## Learning Objectives
* Learn about tiling using local memory
* Learn about how to synchronize work-groups
#### Cost of accessing global memory
* As we covered earlier global memory is very expensive to access.
* Even with coalesced global memory access if you are accessing the same elements multiple times that can be expensive.
* Instead you want to cache those values in a lower latency memory.
#### Why are image convolutions good on a GPU?
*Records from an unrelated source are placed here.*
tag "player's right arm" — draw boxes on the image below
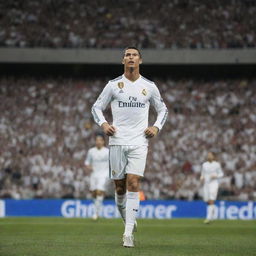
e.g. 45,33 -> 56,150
84,150 -> 92,171
92,83 -> 115,136
200,165 -> 205,183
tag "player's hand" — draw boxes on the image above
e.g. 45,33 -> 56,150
101,123 -> 116,136
144,126 -> 159,139
211,174 -> 217,180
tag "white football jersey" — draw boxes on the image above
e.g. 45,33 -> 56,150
85,147 -> 109,177
92,75 -> 168,145
201,161 -> 223,183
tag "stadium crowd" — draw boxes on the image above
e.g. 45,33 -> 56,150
0,77 -> 256,200
0,0 -> 256,49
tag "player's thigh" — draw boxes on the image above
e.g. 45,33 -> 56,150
125,146 -> 148,177
209,184 -> 219,201
109,145 -> 127,180
203,184 -> 209,202
90,175 -> 97,191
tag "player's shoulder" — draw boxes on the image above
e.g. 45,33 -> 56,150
141,76 -> 157,91
108,76 -> 123,83
141,75 -> 155,85
214,161 -> 220,166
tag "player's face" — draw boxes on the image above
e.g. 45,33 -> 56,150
95,136 -> 105,148
123,49 -> 142,68
207,152 -> 214,162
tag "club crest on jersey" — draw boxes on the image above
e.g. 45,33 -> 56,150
141,89 -> 147,96
117,82 -> 124,89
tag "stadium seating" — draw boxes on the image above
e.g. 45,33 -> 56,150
0,0 -> 256,49
0,77 -> 256,200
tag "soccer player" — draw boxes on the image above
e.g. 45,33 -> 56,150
200,152 -> 223,224
85,134 -> 109,220
92,47 -> 168,247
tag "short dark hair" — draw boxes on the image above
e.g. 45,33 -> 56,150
95,131 -> 105,140
124,46 -> 142,58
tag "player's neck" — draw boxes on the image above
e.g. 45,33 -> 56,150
124,68 -> 140,82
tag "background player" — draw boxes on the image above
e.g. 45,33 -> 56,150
92,47 -> 168,247
200,152 -> 223,224
85,134 -> 109,220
* Looking at the image convolution example.
* For each output pixel we are reading up to NxM pixels from the input image, where N and M are the dimensions of the filter.
* This means each input pixel is being read up to NxM times:
* 3x3 filter: up to 9 ops.
* 5x5 filter: up to 25 ops.
* 7x7 filter: up to 49 ops.
* If each of these operations is a separate load from global memory this becomes very expensive.
#### Using local memory

* The solution is local memory.
* Local memory is generally on-chip and doesn't have a cache as it's managed manually so is much lower latency.
* Local memory is a smaller dedicated region of memory per work-group.
* Local memory can be used to cache, allowing us to read from global memory just once and then read from local memory instead, often referred to as a scratchpad.
#### Tiling

* The iteration space of the kernel function is mapped across multiple work-groups.
* Each work-group has it's own region of local memory.
* You want to split the input image data into tiles, one for each work-group.
#### Local accessors
auto scratchpad = sycl::accessor<int, 1, sycl::access::target::local>(sycl::range{workGroupSize}, cgh);
* Local memory is allocated via an `accessor` with the `access::target::local` access target.
* Unlike regular `accessor`s they are not created with a `buffer`, they allocate memory per work-group for the duration of the kernel function.
* The `range` provided is the number of elements of the specified type to allocate per work-group.
#### Synchronization
* Local memory can be used to share partial results between work-items.
* When doing so it's important to synchronize between writes and read to memory to ensure all work-items have reached the same point in the program.
#### Synchronization

* Remember that work-items are not guaranteed to all execute at the same time (in parallel).
#### Synchronization

* A work-item can share results with other work-items via local (or global) memory.
#### Synchronization

* This means it's possible for a work-item to read a result that hasn't been written to yet.
* This creates a data race.
#### Synchronization

* This problem can be solved with a synchronization primitive called a work-group barrier.
#### Synchronization

* When a work-group barrier is inserted work-items will wait until all work-items in the work-group have reached that point.
#### Synchronization

* Only then can any work-items in the work-group continue execution.
#### Synchronization

* So now you can be sure that all of the results that you want to read have been written to.
#### Synchronization

* However note that this does not apply across work-group boundaries.
* So if you write in a work-item of one work-group and then read it in a work-item of another work-group you again have a data race.
* Furthermore, remember that work-items can only access their own local memory and not that of any other work-groups.
#### Group_barrier
sycl::group_barrier(item.get_group());
* Work-group barriers can be invoked by calling `group_barrier` and passing a `group` object.
* You can retrieve a `group` object representing the current work-group by calling `get_group` on an `nd_item`.
* Note this requires the `nd_range` variant of `parallel_for`.
#### Local memory image convolution performance

#### Exercise
Code_Exercises/Local_Memory_Tiling/source
Use local memory to cache a tile of the input image data per work-group.